Freshman Orientation to Social Science (FOSS) | Duke Kunshan University

cscc mobile

Freshman Orientation to Social Science (FOSS)

Duke Kunshan University’s Freshman Orientation to Social Science happens soon after each fall semester begins. The center organizes a nearly all-day teaching session for freshmen with an interest in the social sciences. The session introduces Duke Kunshan University undergraduates to fundamental concerns and selected important topics in empirical research in the social sciences. It offers undergraduate students the opportunity to learn the steps of conducting rigorous and systematic research in social science. Students would participate in three 45-minute topic modules—one in the morning, two in the afternoon. They assemble together for lunch and a presentation by an invited speaker that traces step-by-step progress on a particular puzzle from his or her social science research agenda.

Who is eligible to register?

The orientation is designed for Duke Kunshan University freshman with an interest in social science. It is free to the university’s students, but the number of places is limited. Pre-registration is required. Students receive course materials and a class schedule by e-mail after successful registration online.

When and how to register?

Registration online in early September (2019 FOSS Coming Soon)

Other questions?

Contact Chi Zhang at chi.zhang323@dukekunshan.edu.cn

Andrew MacDonald is an Assistant Professor of Social Science at Duke Kunshan University. He received his BA in in History and MA in East Asian Studies from Stanford University and his Master of Philosophy and PhD in Politics from Oxford University (2015). He was a Postdoctoral Associate at the Center for Asian Democracy at the University of Louisville in 2017-2017. Dr. MacDonald’s primary interest is in finding new ways of unlocking data to better understand individual level outcomes in China. His research focuses on service provision in authoritarian regimes and the incentive structure of developing nations in providing social welfare benefits as well as how individuals are impacted by and react to state narratives and ideology. At Duke Kunshan University, his teaching interests include Political Economy, Institutions and Governance, and Political Science.  

Mengqi Wang is an Assistant Professor of Social Science at Duke Kunshan University. She received her BA in Economics and in Chinese and Media Studies from Beijing Normal University, and her MA and PhD in Anthropology from Brandeis University (2017). Dr. Wang’s research focuses on economic anthropology and how home ownership and property relations implicate and structure state power, capitalism, and everyday life in post-socialist China as well as among overseas Chinese. At Duke Kunshan University, her teaching interests include Cultures and Movements, Global China Studies, Anthropology, Sociology, and Economics.   

Yu Wang is an Assistant Professor of Social Science at Duke Kunshan University. She received her BS and MS in Sociology from Renmin University and her MS and PhD in Sociology from the University of WisconsinMadison (2017). Her research focuses on the role of intermarriage and individual achievement as pathways to social mobility in China during a period of rapid economic, social, and demographic change. A second line of her research is sexuality and reproductive behavior in the US. Her current project is about the interaction between demographic changes and assortative mating in contemporary China.
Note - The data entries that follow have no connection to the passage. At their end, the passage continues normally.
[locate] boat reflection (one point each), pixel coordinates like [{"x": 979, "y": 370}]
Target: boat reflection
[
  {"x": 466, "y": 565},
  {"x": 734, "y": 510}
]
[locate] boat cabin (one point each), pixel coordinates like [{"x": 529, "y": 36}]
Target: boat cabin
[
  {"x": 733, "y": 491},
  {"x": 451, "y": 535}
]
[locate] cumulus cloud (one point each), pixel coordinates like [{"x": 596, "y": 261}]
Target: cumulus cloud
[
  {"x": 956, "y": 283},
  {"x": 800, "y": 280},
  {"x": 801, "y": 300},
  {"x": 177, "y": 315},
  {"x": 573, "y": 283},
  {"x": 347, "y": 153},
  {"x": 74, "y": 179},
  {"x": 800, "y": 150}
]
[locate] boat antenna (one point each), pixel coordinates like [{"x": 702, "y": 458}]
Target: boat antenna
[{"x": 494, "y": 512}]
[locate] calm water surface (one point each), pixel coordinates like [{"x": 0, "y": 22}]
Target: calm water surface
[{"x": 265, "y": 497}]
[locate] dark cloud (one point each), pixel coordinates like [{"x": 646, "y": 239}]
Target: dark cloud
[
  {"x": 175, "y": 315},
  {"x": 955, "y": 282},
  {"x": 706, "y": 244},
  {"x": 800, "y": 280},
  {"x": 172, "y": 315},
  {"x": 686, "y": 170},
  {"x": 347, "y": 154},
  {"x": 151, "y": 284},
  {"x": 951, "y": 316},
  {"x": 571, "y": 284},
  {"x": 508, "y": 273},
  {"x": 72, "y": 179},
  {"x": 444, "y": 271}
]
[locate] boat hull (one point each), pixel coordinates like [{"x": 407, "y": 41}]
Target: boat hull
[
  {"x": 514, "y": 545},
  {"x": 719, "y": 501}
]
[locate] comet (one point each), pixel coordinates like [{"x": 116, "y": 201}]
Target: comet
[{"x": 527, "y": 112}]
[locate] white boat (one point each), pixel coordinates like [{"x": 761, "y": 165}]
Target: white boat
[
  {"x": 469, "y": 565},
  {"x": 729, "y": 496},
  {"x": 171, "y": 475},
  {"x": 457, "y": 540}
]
Her articles have appeared in journals, such as Research in Social Stratification and Mobility, American Journal of Public Health, and Contraception.

Cai (Vera) Zuo is an Associate Professor of Political Science at Fudan University. She earned her bachelor degree in political science and public administration at Peking University and earned her doctorate in political science at the University of Wisconsin-Madison. Before working at Fudan, she worked as a visiting assistant professor at the Division of Social Science, Hong Kong University of Science and Technology. Her research focuses on the political institution and political economy of developing countries, with empirical work on cadre management system and policy innovation in China. Her articles have appeared in journals including China Quarterly, European Political Science, and China Review. Other publications include Trade-offs and Developments in Research Methods of Political Science (in Chinese, Fudan University Press, 2017). Her current research analyzes the endogenous nature of formal political selection institutions in China and compares cadre management reforms between China and Vietnam.